What is your prefetchLimit specified as?
If holding messages in memory continues to be a problem, you should consider configuring ActiveMQ to use file cursors. The use of file cursors tells ActiveMQ to spool messages to disk instead of holding them in memory.
Concerning ActiveMQ: I have a scenario where I have one producer which sends small (around 10KB) files to the consumers. Although the files are small, the consumers need around 10 seconds to analyze them and return the result to the producer. I've researched a lot, but I still cannot find answers to the following questions:
How do I make the broker store the files (completely) in a queue?
Should I use ObjectMessage (because the files are small) or blob messages?
Because the consumers are slow processing, should I lower their prefetchLimit or use a round-robin dispatch policy? Which one is better?
And finally, in the ActiveMQ FAQ, I read this - "If a consumer receives a message and does not acknowledge it before closing then the message will be redelivered to another consumer.". So my question here is, does ActiveMQ guarantee that only 1 consumer will process the message (and therefore there will be only 1 answer to the producer), or not? When does the consumer acknowledge a message (in the default, automatic acknowledge settings) - when receiving the message and storing it in a session, or when the onMessage handler finishes? And also, because the consumers are so slow in processing, should I change some "timeout limit" so the broker knows how much to wait before giving the work to another consumer (this is kind of related to my previous questions)?
Not sure about others, but here are some thoughts.

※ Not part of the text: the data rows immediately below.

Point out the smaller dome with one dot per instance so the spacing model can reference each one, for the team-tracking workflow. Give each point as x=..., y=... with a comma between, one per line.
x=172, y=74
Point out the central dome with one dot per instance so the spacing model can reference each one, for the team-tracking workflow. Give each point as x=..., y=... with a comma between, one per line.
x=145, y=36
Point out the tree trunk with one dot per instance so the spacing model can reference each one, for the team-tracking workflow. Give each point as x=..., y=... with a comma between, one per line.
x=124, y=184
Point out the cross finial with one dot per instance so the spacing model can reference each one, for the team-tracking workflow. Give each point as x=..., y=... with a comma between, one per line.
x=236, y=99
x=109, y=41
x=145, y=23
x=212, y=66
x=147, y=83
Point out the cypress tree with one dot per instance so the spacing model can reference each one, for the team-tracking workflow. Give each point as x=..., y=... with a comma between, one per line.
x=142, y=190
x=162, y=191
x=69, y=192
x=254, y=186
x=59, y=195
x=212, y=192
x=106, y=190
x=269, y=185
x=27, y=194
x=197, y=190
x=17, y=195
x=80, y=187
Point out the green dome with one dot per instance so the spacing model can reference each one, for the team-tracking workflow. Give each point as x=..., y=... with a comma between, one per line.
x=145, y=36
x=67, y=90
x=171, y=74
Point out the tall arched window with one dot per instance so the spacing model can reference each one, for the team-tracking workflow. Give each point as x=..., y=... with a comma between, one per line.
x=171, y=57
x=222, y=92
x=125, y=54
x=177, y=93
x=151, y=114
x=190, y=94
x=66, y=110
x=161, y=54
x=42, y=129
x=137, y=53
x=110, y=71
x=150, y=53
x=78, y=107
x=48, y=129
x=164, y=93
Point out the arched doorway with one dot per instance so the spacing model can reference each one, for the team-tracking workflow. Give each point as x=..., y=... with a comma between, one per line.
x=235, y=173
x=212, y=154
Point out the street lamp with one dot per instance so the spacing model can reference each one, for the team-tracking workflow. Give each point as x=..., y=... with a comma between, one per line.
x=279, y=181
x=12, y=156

First: I am not sure what your exact concern is. ActiveMQ does store messages in a data store; all data need NOT reside in memory in any single place (either broker or client). So you should actually be good in that regard; earlier versions did require that all ids needed to fit in memory (not sure if that was resolved), but even that memory usage would be low enough unless you had tens of millions of in-queue messages.
As to ObjectMessage vs blob; raw byte array (blob) should be most compact representation, but since all of these get serialized for storage, it only affects memory usage on client. Pre-fetch mostly helps with access latency; but given that they are slow to process, you probably don't need any prefetching; so yes, either set it to 1 or 2 or disable altogether.
As to guarantees: best that distributed message queues can guarantee is either at-least-once (with possible duplicates), or at-most-once (no duplicates, can lose messages). It is usually better to take at-least-once, and make clients to de-duping using client-provided ids. How acknowledgement is sent is defiend by JMS specification so you can read more about JMS; this is not ActiveMQ specific.
And yes, you should set timeout high enough that worker typically can finish up work, including all network latencies. This can slow down re-transmit of dropped messages (if worked dies), but it is probably not a problem for you.